I try to organize my reading around projects.  One of my 2013 projects was to read The Collected Stories of Eudora Welty.  Welty was born in Jackson, Mississippi, USA in 1909 and died their in 2001.  She won the Pulitzer Prize in 1973 for The Optimist's Daughter.   Welty never married or had any children.    She did travel extensively in the USA and Europe.   When asked in an interview who the writers who had most influenced her were she mentioned in order Chekhov, Katherine Mansfield, and Virginia Woolf.    Welty was a very accomplished photographer and taught college classes in creative writing.     She was a friend of William Faulkner and Katherine Anne Porter.  She was a close friend of Elizabeth Bowen and stayed at her castle in Ireland.  



I am very glad I read this collection.  I read the Kindle edition which I found perfectly done.  These stories, with a few exceptions, are set in the world in which Welty grew up and spent much of her life, rural Mississippi.  The stories take place in a time when race was of paramount concern, many of the stories do reflect the speech of the times and use racially abusive expressions.  This simply true to life.  Some might see her as a kind of southern Gothic writer focusing on out of place people and that is not wrong.  If you were enrolled in a class in short stories of the American South, she would be assigned along with fellow Mississippi residents, William Faulkner and Katherine Anne Porter.   Of course I liked some of the stories more than others.  Among my favorite are "The Petrified Man", "Lilly Daw and the Three Sisters", "The Hitch  Hikers" and a wonderful set on a train in England taking people to a boat that will take them to Ireland story, "The Bride of Innisfallen".   Some may find the use of southern dialect tiresome but from Welty it is the real stuff.  The stories are very set in time and place, a time that is over and a place unfamiliar to most people.   These are set in small town stories.  I think Elizabeth Bowen said Welty's stories reminded her a lot of life in Ireland.  
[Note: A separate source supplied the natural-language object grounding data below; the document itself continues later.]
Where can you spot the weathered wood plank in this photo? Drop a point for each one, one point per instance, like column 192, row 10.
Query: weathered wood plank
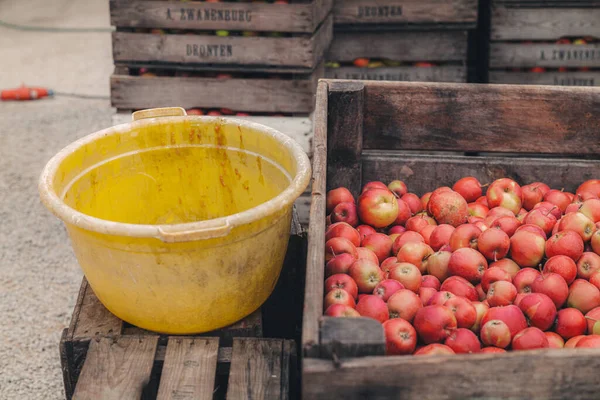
column 351, row 337
column 256, row 369
column 540, row 375
column 189, row 369
column 315, row 273
column 543, row 24
column 448, row 73
column 116, row 369
column 588, row 78
column 424, row 173
column 91, row 318
column 405, row 12
column 399, row 46
column 495, row 118
column 520, row 55
column 227, row 16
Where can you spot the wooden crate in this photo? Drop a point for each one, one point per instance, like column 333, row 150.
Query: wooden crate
column 303, row 51
column 289, row 93
column 366, row 130
column 103, row 357
column 382, row 13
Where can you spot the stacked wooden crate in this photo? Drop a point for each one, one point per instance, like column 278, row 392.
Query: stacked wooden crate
column 411, row 40
column 548, row 42
column 219, row 58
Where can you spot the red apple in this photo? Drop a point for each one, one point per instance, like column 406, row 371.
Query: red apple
column 563, row 266
column 494, row 243
column 495, row 333
column 434, row 349
column 338, row 296
column 434, row 323
column 529, row 339
column 583, row 296
column 570, row 322
column 408, row 275
column 340, row 264
column 539, row 310
column 337, row 196
column 413, row 201
column 340, row 310
column 481, row 309
column 378, row 207
column 508, row 265
column 398, row 187
column 366, row 274
column 464, row 312
column 437, row 265
column 511, row 315
column 505, row 193
column 404, row 304
column 501, row 293
column 553, row 286
column 460, row 287
column 342, row 229
column 337, row 246
column 342, row 281
column 464, row 236
column 372, row 307
column 467, row 263
column 400, row 337
column 463, row 341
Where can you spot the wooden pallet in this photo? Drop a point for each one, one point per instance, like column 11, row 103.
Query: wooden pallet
column 105, row 357
column 367, row 131
column 462, row 13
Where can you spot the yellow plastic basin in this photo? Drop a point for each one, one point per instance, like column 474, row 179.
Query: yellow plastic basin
column 180, row 223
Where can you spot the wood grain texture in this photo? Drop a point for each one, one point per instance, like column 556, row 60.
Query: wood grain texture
column 256, row 370
column 541, row 375
column 189, row 369
column 116, row 369
column 588, row 78
column 448, row 73
column 315, row 271
column 520, row 55
column 399, row 46
column 405, row 11
column 351, row 337
column 495, row 118
column 345, row 135
column 424, row 173
column 208, row 16
column 543, row 24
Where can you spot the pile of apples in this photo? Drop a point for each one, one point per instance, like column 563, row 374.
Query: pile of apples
column 460, row 271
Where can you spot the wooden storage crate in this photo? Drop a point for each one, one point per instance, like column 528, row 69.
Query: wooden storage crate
column 367, row 131
column 383, row 13
column 524, row 36
column 103, row 357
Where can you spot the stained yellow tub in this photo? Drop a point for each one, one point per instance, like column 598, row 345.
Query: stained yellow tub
column 180, row 223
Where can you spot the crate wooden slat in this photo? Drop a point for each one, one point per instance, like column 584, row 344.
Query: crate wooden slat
column 544, row 24
column 442, row 73
column 399, row 46
column 301, row 51
column 300, row 18
column 587, row 78
column 364, row 130
column 405, row 12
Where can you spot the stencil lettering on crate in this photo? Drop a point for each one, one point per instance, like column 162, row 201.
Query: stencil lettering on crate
column 209, row 50
column 570, row 54
column 191, row 14
column 379, row 11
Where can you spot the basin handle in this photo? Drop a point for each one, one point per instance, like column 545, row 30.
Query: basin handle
column 158, row 112
column 211, row 231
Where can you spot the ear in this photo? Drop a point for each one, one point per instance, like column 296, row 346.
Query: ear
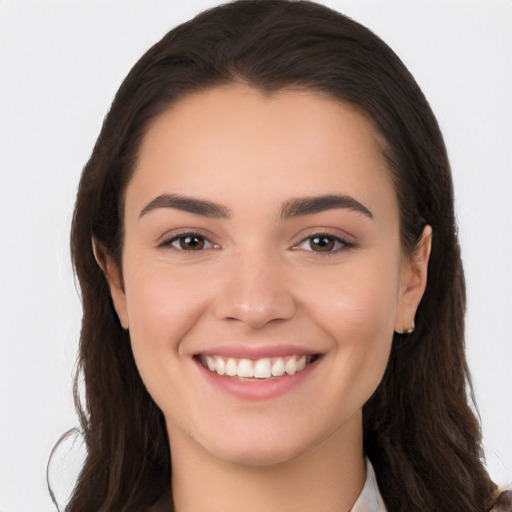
column 413, row 280
column 114, row 279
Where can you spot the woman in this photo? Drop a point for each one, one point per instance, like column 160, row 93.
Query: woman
column 252, row 235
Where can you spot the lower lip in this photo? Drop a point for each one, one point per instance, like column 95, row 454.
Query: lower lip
column 256, row 390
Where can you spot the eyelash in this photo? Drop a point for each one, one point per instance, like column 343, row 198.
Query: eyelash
column 168, row 243
column 338, row 243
Welty's standing is below that of another writer from the American South, Flannery O'Connor.  In the seventy or so Q and A Sessions I have done with Irish writers I asked every one to name some of their favorite short story writers, many mentioned O'Connor but no one mentioned Welty.  Maybe her stories are to set in a place, maybe teachers will not assign her work because of the racial terms the characters use.  

I am very glad I read this collection.  It took me several months of on and off reading to finish it but it was a very rewarding read for me.  

Mel u

1 comment:

As the Crowe Flies and Reads said...

I love Miss Welty's stories, but I've not read the entire Collected Stories book. I also a fan of The Petrified Man, but I love A Still Moment (Quiet Moment?) and most of the stories from The Golden Apples, too.